Tuesday, July 26, 2016

Clinging to Dust

The movies, sports, TV shows and entertainment pastimes I enjoy today can be evaluated as to their importance by comparing them with those I enjoyed 10 years ago, or 20. Can I even remember what I watched, sat through or read back then? How much that was really useful have I retained from any of it, and how much of it would I revisit if I could? Did I learn any lessons worth hanging onto from any of it? One or two, I would like to hope.

But most of it was dust.

No Uneasiness About It

Does your soul ever cling to the dust?

The expression is a Hebrew archaism that Matthew Henry explains like this:
“While the souls of the children of this world cleave to the dust of the earth as their portion, and have no uneasiness about it, the children of light often are greatly burdened because of the remains of carnal affections in their hearts.”
I think that puts it rather well. Those for whom this world is home and this life the be-all and end-all have no uneasiness about their attachment to the things that are passing away and will soon be forgotten. But you and I should.

The psalmist, like the Lord, suggests that an awareness of inadequacy and spiritual poverty must precede any real appreciation of the word of God.

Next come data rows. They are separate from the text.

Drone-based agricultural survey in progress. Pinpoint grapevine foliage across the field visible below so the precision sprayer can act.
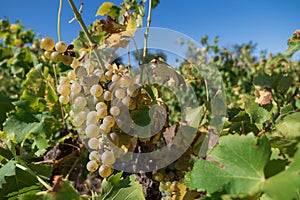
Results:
[0,0,300,200]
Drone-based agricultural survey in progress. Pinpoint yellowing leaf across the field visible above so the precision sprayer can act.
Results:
[96,2,115,16]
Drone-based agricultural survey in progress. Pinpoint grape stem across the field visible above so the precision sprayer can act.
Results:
[57,0,62,41]
[68,0,105,71]
[137,0,152,82]
[143,0,152,64]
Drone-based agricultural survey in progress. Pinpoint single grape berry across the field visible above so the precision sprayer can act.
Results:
[109,106,120,116]
[50,51,62,62]
[88,138,100,149]
[115,88,126,99]
[55,41,67,53]
[97,108,107,119]
[96,102,107,110]
[41,37,55,51]
[101,151,116,165]
[74,96,87,108]
[58,95,69,105]
[89,151,100,161]
[85,124,100,138]
[90,84,103,97]
[102,115,115,127]
[108,133,119,145]
[57,85,71,96]
[86,160,99,172]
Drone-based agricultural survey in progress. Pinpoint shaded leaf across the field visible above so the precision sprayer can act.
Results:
[263,145,300,200]
[275,112,300,138]
[96,2,120,19]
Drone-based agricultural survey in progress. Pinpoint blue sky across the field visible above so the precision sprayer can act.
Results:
[0,0,300,53]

Awareness of Spiritual Poverty

He finds himself in a bad way, looking for a solution:
“My soul clings to the dust; give me life according to your word!”
(Psalm 119:25-27)
Since the reference comes in a psalm, I think we can safely say it’s a believer we’re talking about whose “soul clings to the dust”. I can certainly relate to the natural tendency to have way, way too much affection for things that are ultimately not only inadequate sources of satisfaction, but are also horribly temporary.

To things that are a bit on the “dusty” side.

Obeying the Second Law

The stuff I buy to decorate or furnish the house or to park in the driveway; most of it necessary, or at least it appears that way at the time. I hope I don’t get too attached to it. It all falls apart pretty quickly, doesn’t it. It spends its brief existence futilely fighting the forces of gravity, time, weather and the Second Law of Thermodynamics; then it is no more and is replaced or forgotten.

All dust.

The job that pays the bills today may well be gone tomorrow. I am a useful part in a corporate machine, but I could easily be replaced by this Friday. The machinery would grind on inexorably without missing a beat. The co-workers who greet me with apparent affection and deference today will play the same political games with their next supervisor. The awards I got for this, that or the other thing; the jobs that I worked insane hours to produce for clients who were temporarily grateful but never even knew my name; the appreciation of people who are now dead or who have forgotten me entirely; the bonuses, the salary increases, the promotions … five minutes after I retire, even I will have forgotten it all.

Dust, the bunch of it. But my soul can so easily cling to it.

The Word and Life

“Give me life according to your word!” the Psalmist cries out. Now there’s something that is not dust; that is not useless, falling apart, unappreciated, forgotten, disappointing or futile.

There’s something that lasts. Something that refreshes my heart more in my fifties than it did in my teens; that seems truer now than when I first read it, and the truth of which comes home to me with everything I observe and every experience I go through.

Something better than money, because the word of God does not depend on an arbitrary value assigned by economic and circumstantial forces outside my control, and which even those in charge of setting interest rates, borrowing billions or running the economy don’t really understand.

Something better than political philosophy, because the word of God reflects the world as it is, not as we’d like it to be if only we could change things we can’t.

Something better than relationships, because the word of God teaches me how and why to have and to maintain meaningful relationships in the first place.

Something better, in fact, than just about anything in this world.

But awfully easy to forget our constant need for it.